A cada ano, o Digital News Report (DNR), publicado pelo Reuters Institute for the Study of Journalism, traz um abrangente raio-X do consumo de notícias no mundo. A edição de 2025, lançada na última semana, ouviu 97 mil pessoas em 48 países, incluindo o Brasil, e torna clara uma transição radical: o jornalismo tradicional cede cada vez mais espaço para criadores de conteúdo, influenciadores e plataformas digitais – fenômeno que preocupa quem ainda aposta no papel cívico da imprensa.
O sumário executivo, assinado por Nic Newman, reforça que o jornalismo convencional está perdendo relevância justamente num momento em que o mundo mais precisa de informação confiável. Diante de conflitos, crises climáticas e instabilidade política, é a desinformação – muitas vezes embalada em vídeos curtos e memes – que se espalha com mais rapidez. Plataformas como o TikTok ganham protagonismo no consumo de notícias, para além do público mais jovem, e a inteligência artificial surge como uma ferramenta que pode tanto agilizar o jornalismo quanto minar sua credibilidade.
Do Brasil, os dados confirmam tendências globais: o consumo de notícias via redes sociais segue alto (54%), os jornais impressos e a TV seguem em queda, e o interesse por podcasts se consolida. A confiança no jornalismo por aqui está em 42% – acima da média global, mas em queda quando comparada aos índices de uma década atrás.
Dois olhares sobre o DNR 2025
Dois olhares brasileiros sobre o DNR merecem destaque. O primeiro é do time da newsletter Farol Jornalismo, que acompanha o DNR desde 2014. Em uma leitura crítica e sensível ao contexto brasileiro, os jornalistas destacam a consolidação de um ecossistema midiático alternativo, movido por personalidades, com forte apelo entre jovens e homens brancos – e com enorme influência no debate público. Segundo eles, esse modelo ganhou força especialmente após a eleição de Donald Trump em 2016 e se solidificou com sua reeleição, criando um ambiente onde a imprensa tradicional é substituída por canais “parceiros” que evitam perguntas difíceis e, em muitos casos, espalham desinformação.
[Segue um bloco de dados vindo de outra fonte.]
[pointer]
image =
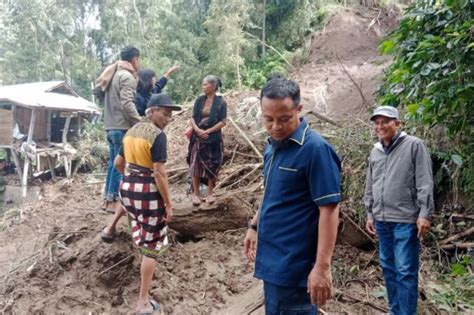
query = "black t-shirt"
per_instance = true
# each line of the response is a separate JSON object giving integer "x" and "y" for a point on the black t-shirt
{"x": 158, "y": 149}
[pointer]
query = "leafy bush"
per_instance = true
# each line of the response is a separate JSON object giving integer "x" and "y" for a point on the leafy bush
{"x": 432, "y": 77}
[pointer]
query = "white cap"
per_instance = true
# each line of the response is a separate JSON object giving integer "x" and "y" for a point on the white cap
{"x": 386, "y": 111}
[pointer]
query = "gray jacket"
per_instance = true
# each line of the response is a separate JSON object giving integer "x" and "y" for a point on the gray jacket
{"x": 120, "y": 111}
{"x": 399, "y": 184}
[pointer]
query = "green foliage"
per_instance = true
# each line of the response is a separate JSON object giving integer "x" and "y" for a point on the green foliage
{"x": 255, "y": 74}
{"x": 92, "y": 150}
{"x": 453, "y": 293}
{"x": 74, "y": 40}
{"x": 432, "y": 76}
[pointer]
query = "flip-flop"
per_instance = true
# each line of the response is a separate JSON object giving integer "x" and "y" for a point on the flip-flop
{"x": 196, "y": 200}
{"x": 211, "y": 199}
{"x": 156, "y": 308}
{"x": 107, "y": 237}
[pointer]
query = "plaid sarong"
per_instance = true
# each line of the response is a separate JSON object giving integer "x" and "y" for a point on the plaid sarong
{"x": 146, "y": 211}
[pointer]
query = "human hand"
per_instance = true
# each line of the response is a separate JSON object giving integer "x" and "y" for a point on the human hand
{"x": 370, "y": 227}
{"x": 423, "y": 226}
{"x": 250, "y": 244}
{"x": 202, "y": 134}
{"x": 320, "y": 285}
{"x": 168, "y": 213}
{"x": 171, "y": 70}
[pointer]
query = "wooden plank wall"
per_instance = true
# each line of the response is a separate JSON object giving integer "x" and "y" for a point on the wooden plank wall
{"x": 6, "y": 127}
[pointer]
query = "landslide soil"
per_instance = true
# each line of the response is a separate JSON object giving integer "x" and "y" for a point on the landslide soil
{"x": 52, "y": 259}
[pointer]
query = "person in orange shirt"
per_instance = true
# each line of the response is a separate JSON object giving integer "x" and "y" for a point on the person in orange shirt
{"x": 144, "y": 191}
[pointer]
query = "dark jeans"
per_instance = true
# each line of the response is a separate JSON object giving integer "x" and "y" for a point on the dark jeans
{"x": 399, "y": 249}
{"x": 287, "y": 300}
{"x": 112, "y": 182}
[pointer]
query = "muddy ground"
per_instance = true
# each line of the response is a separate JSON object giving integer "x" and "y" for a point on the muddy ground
{"x": 52, "y": 259}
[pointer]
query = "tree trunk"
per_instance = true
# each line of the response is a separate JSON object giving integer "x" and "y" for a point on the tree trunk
{"x": 264, "y": 26}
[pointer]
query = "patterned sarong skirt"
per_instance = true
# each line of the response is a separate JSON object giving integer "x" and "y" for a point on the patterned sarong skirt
{"x": 146, "y": 212}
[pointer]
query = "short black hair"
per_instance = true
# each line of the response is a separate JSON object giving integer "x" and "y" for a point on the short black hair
{"x": 278, "y": 87}
{"x": 144, "y": 84}
{"x": 214, "y": 80}
{"x": 128, "y": 53}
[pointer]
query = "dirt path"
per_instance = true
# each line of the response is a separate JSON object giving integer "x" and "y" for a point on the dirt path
{"x": 53, "y": 261}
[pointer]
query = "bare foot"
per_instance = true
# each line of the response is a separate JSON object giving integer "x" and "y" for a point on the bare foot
{"x": 148, "y": 307}
{"x": 210, "y": 199}
{"x": 112, "y": 206}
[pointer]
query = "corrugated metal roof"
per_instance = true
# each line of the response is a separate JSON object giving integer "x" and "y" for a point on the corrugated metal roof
{"x": 52, "y": 95}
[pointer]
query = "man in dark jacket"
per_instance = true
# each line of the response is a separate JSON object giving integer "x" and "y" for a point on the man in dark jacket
{"x": 119, "y": 82}
{"x": 399, "y": 202}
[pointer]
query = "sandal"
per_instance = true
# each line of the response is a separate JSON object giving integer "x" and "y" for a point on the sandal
{"x": 196, "y": 200}
{"x": 210, "y": 199}
{"x": 156, "y": 307}
{"x": 107, "y": 237}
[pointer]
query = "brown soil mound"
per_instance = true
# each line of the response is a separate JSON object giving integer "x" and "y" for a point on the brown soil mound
{"x": 53, "y": 261}
{"x": 347, "y": 46}
{"x": 66, "y": 268}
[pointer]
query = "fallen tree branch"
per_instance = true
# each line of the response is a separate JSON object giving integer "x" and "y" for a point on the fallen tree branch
{"x": 272, "y": 48}
{"x": 460, "y": 217}
{"x": 339, "y": 293}
{"x": 457, "y": 236}
{"x": 458, "y": 245}
{"x": 324, "y": 118}
{"x": 245, "y": 137}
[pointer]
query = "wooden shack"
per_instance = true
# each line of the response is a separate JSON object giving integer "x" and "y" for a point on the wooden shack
{"x": 37, "y": 121}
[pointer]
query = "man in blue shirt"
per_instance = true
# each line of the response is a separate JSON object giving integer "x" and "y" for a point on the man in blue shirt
{"x": 297, "y": 221}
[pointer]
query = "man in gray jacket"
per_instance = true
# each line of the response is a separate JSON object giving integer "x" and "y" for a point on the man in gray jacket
{"x": 119, "y": 82}
{"x": 399, "y": 202}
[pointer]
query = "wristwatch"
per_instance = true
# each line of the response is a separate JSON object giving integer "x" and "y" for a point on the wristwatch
{"x": 252, "y": 226}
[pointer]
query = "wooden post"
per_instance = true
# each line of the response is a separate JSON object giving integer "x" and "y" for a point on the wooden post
{"x": 48, "y": 125}
{"x": 264, "y": 27}
{"x": 16, "y": 160}
{"x": 67, "y": 167}
{"x": 24, "y": 180}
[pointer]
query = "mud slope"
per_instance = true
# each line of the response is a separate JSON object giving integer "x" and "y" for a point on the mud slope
{"x": 348, "y": 41}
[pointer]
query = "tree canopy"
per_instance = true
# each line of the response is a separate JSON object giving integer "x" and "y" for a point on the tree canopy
{"x": 74, "y": 40}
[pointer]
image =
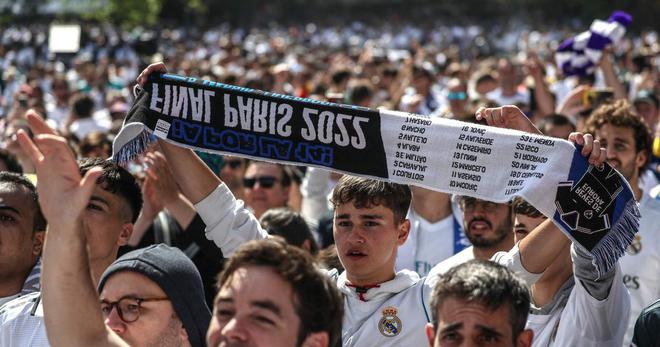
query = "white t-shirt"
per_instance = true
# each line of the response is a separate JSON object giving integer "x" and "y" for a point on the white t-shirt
{"x": 583, "y": 320}
{"x": 22, "y": 322}
{"x": 641, "y": 263}
{"x": 393, "y": 314}
{"x": 427, "y": 245}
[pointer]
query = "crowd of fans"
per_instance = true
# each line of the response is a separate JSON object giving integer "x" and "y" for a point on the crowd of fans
{"x": 77, "y": 103}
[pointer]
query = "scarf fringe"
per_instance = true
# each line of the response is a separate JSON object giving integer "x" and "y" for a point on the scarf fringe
{"x": 613, "y": 245}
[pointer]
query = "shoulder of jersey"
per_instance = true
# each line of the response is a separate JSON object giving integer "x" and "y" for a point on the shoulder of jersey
{"x": 654, "y": 195}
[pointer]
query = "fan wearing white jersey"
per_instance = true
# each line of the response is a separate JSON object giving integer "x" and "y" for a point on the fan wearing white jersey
{"x": 571, "y": 305}
{"x": 382, "y": 307}
{"x": 627, "y": 140}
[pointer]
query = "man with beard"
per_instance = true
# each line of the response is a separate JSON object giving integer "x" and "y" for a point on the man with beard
{"x": 488, "y": 227}
{"x": 625, "y": 136}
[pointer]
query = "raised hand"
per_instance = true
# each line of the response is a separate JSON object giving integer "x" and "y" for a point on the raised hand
{"x": 63, "y": 194}
{"x": 591, "y": 147}
{"x": 143, "y": 77}
{"x": 509, "y": 117}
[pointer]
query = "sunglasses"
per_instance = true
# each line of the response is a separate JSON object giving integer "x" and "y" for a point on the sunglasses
{"x": 456, "y": 96}
{"x": 128, "y": 308}
{"x": 233, "y": 164}
{"x": 264, "y": 181}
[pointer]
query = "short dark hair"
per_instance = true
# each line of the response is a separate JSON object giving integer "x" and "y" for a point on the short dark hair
{"x": 83, "y": 106}
{"x": 621, "y": 114}
{"x": 367, "y": 192}
{"x": 488, "y": 284}
{"x": 522, "y": 207}
{"x": 38, "y": 220}
{"x": 10, "y": 161}
{"x": 285, "y": 174}
{"x": 317, "y": 302}
{"x": 290, "y": 225}
{"x": 115, "y": 179}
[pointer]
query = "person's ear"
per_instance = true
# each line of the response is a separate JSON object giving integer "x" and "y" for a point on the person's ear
{"x": 183, "y": 335}
{"x": 38, "y": 242}
{"x": 306, "y": 245}
{"x": 125, "y": 234}
{"x": 430, "y": 334}
{"x": 525, "y": 338}
{"x": 404, "y": 231}
{"x": 640, "y": 158}
{"x": 320, "y": 339}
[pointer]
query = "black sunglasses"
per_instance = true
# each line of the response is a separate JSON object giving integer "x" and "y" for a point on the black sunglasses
{"x": 264, "y": 181}
{"x": 128, "y": 308}
{"x": 234, "y": 164}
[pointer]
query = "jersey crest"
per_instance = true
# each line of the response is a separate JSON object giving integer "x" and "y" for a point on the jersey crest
{"x": 390, "y": 325}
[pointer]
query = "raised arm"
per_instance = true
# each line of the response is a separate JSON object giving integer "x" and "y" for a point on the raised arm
{"x": 228, "y": 223}
{"x": 71, "y": 305}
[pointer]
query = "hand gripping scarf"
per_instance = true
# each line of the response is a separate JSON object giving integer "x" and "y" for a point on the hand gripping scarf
{"x": 593, "y": 206}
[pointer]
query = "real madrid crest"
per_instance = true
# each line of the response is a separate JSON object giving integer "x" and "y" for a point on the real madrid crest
{"x": 390, "y": 325}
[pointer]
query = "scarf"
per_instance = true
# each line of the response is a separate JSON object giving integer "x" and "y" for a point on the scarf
{"x": 593, "y": 206}
{"x": 581, "y": 54}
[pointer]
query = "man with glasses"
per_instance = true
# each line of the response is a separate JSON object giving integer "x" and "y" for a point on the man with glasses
{"x": 266, "y": 186}
{"x": 84, "y": 235}
{"x": 488, "y": 227}
{"x": 151, "y": 297}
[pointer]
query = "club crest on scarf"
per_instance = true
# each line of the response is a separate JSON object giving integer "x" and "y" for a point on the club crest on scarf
{"x": 594, "y": 195}
{"x": 389, "y": 324}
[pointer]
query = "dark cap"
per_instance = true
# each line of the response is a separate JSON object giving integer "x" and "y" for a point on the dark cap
{"x": 178, "y": 277}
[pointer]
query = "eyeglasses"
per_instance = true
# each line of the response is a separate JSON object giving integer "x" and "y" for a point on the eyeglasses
{"x": 264, "y": 181}
{"x": 128, "y": 308}
{"x": 456, "y": 96}
{"x": 233, "y": 164}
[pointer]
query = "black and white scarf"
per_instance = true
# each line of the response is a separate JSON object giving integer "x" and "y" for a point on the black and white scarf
{"x": 593, "y": 206}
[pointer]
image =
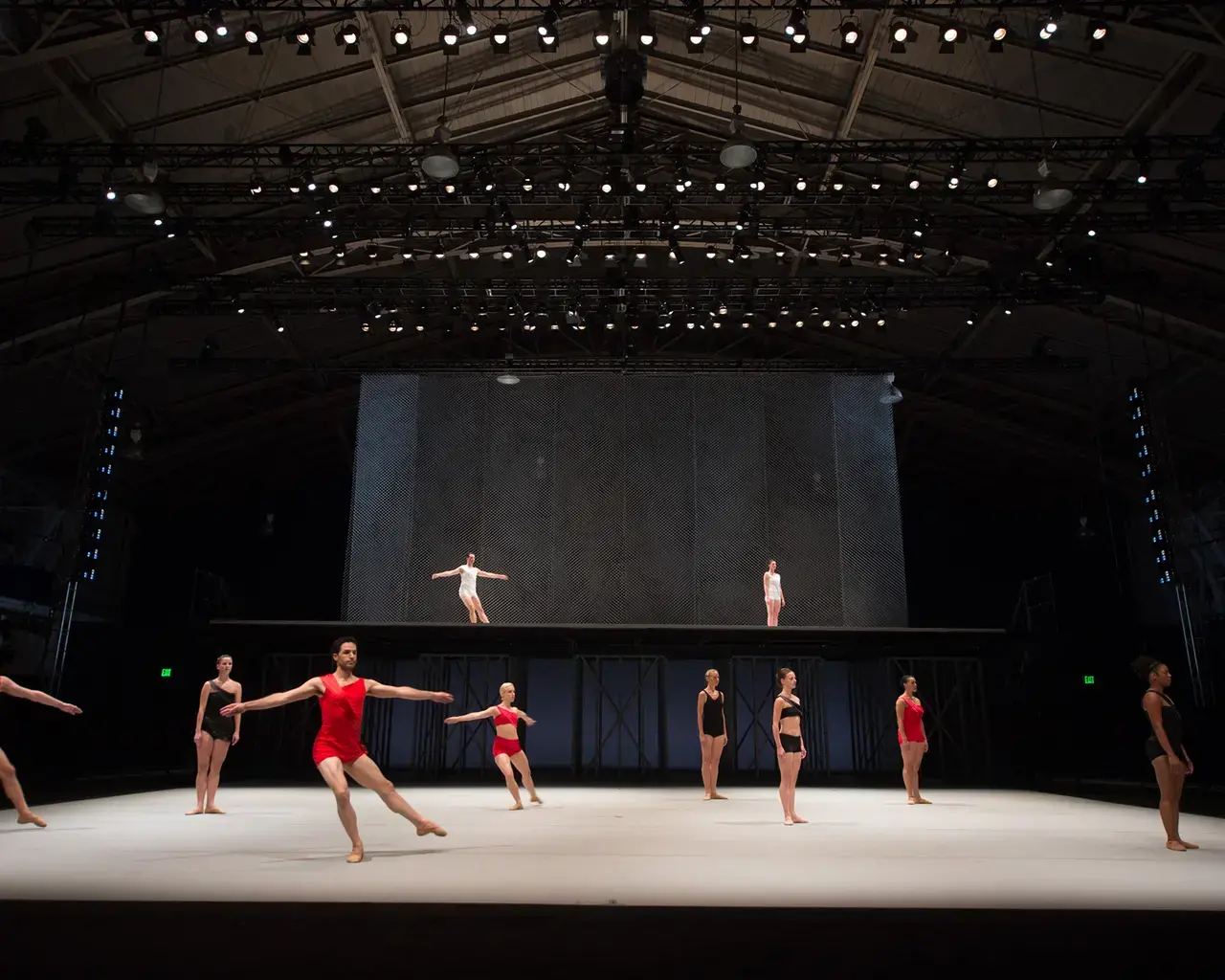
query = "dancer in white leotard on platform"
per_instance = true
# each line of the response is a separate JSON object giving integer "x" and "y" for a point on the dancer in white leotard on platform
{"x": 468, "y": 574}
{"x": 773, "y": 585}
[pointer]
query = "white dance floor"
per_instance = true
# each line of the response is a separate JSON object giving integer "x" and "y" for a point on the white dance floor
{"x": 628, "y": 847}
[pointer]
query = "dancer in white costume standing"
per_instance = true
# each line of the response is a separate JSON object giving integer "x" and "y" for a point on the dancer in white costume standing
{"x": 468, "y": 574}
{"x": 772, "y": 582}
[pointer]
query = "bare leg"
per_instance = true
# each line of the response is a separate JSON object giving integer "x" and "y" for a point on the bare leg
{"x": 503, "y": 764}
{"x": 1169, "y": 805}
{"x": 480, "y": 609}
{"x": 717, "y": 746}
{"x": 333, "y": 774}
{"x": 221, "y": 748}
{"x": 707, "y": 742}
{"x": 520, "y": 761}
{"x": 204, "y": 753}
{"x": 12, "y": 791}
{"x": 795, "y": 778}
{"x": 368, "y": 775}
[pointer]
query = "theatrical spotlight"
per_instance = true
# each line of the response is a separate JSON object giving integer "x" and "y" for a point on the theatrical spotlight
{"x": 850, "y": 34}
{"x": 997, "y": 31}
{"x": 1097, "y": 33}
{"x": 346, "y": 38}
{"x": 254, "y": 37}
{"x": 901, "y": 34}
{"x": 401, "y": 37}
{"x": 302, "y": 35}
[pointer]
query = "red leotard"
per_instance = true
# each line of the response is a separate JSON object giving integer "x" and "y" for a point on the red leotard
{"x": 506, "y": 746}
{"x": 911, "y": 722}
{"x": 340, "y": 735}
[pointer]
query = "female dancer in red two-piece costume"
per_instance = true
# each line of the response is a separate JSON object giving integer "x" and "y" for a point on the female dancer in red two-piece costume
{"x": 338, "y": 747}
{"x": 911, "y": 738}
{"x": 8, "y": 773}
{"x": 506, "y": 742}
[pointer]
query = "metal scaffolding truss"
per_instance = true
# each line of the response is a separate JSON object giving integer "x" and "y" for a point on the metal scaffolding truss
{"x": 538, "y": 158}
{"x": 239, "y": 8}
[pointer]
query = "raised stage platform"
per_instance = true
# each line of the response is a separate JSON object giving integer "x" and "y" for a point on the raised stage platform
{"x": 635, "y": 878}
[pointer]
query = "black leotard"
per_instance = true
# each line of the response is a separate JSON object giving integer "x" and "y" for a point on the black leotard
{"x": 214, "y": 723}
{"x": 712, "y": 716}
{"x": 1172, "y": 724}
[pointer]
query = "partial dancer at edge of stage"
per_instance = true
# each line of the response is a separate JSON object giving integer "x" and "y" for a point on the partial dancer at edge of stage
{"x": 712, "y": 733}
{"x": 468, "y": 574}
{"x": 911, "y": 738}
{"x": 214, "y": 734}
{"x": 1164, "y": 746}
{"x": 506, "y": 742}
{"x": 338, "y": 748}
{"x": 773, "y": 585}
{"x": 789, "y": 739}
{"x": 8, "y": 773}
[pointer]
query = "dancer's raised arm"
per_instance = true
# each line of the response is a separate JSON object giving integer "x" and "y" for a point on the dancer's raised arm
{"x": 314, "y": 687}
{"x": 38, "y": 697}
{"x": 471, "y": 717}
{"x": 407, "y": 694}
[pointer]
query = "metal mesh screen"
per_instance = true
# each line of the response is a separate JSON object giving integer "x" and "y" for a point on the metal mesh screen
{"x": 628, "y": 499}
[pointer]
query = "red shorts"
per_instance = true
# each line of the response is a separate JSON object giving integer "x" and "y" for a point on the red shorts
{"x": 327, "y": 748}
{"x": 506, "y": 746}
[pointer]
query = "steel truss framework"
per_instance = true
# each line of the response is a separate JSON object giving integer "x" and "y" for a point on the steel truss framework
{"x": 195, "y": 8}
{"x": 953, "y": 692}
{"x": 332, "y": 158}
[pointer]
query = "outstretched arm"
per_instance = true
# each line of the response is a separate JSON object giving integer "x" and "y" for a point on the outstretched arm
{"x": 38, "y": 697}
{"x": 314, "y": 687}
{"x": 407, "y": 694}
{"x": 471, "y": 717}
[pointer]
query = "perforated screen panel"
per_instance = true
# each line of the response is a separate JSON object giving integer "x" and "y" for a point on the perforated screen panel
{"x": 628, "y": 499}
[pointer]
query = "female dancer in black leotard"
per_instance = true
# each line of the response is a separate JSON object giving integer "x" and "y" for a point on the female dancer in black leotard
{"x": 789, "y": 739}
{"x": 214, "y": 734}
{"x": 1164, "y": 747}
{"x": 712, "y": 733}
Para o Farol, o DNR 2025 evidencia que o jornalismo está “perdendo a relevância e ficando para trás”, principalmente nos EUA, onde as redes sociais ultrapassaram os sites de notícias como principal fonte de informação. No Brasil, embora o cenário não seja tão extremo, também há sinais de alerta: queda contínua no número de leitores de impressos, estagnação na disposição de pagar por notícias e consumo crescente via plataformas digitais, onde o controle editorial é quase nulo.
Apesar disso, o relatório traz pequenas luzes no fim do túnel. A confiança na imprensa se mantém estável globalmente (40%) e o jornalismo local é apontado como um terreno fértil para reconexão com o público. A inteligência artificial também pode ser uma aliada – desde que usada com transparência e sob supervisão humana, como mostram experimentos em países como a Argentina e a Índia.
A segunda análise vem do jornalista Rodrigo Mesquita, que em um artigo recente no LinkedIn faz um diagnóstico duro: a falência do jornalismo tradicional não é apenas econômica – é intelectual. Para ele, o DNR confirma que os veículos perderam relevância porque não souberam se adaptar a um novo ecossistema digital. Mesquita compara a crise atual ao declínio da imprensa operado pela ascensão do rádio, nos anos 1930. Para ele, “a decadência do jornalismo das rotativas” não pode mais ser explicada apenas pela queda da receita publicitária. O problema é mais profundo: os veículos não oferecem mais um conteúdo que conecte verdadeiramente com a vida das pessoas.
Mesquita também aponta o enfraquecimento do papel social do jornalismo diante de um público cada vez mais atraído por influenciadores que entregam informação com afeto, identificação e linguagem nativa das plataformas digitais. “As mídias sociais não mataram o jornalismo. Só escancararam sua decadência”, escreve. Para ele, só haverá futuro para o jornalismo se ele reconstruir seu valor para as comunidades e adotar uma nova lógica de atuação, mais participativa, distribuída e centrada nas pessoas.
Reinvenção do propósito do jornalismo
O DNR 2025 deixa um recado claro: o jornalismo não está morto, mas agoniza em boa parte do mundo. Reerguê-lo exige mais do que modelos de negócio sustentáveis ou inovação tecnológica. Mas uma reinvenção de propósito. Como sugerem tanto Rodrigo Mesquita quanto os jornalistas do Farol Jornalismo, é preciso reaprender a ouvir, a dialogar e a servir comunidades que, hoje, estão sendo deixadas para trás.
Talvez o futuro do jornalismo esteja menos em grandes redações e mais nas pequenas conexões. Menos na audiência e mais na escuta. Menos no controle da narrativa e mais no compartilhamento do espaço público com quem, até agora, só foi espectador.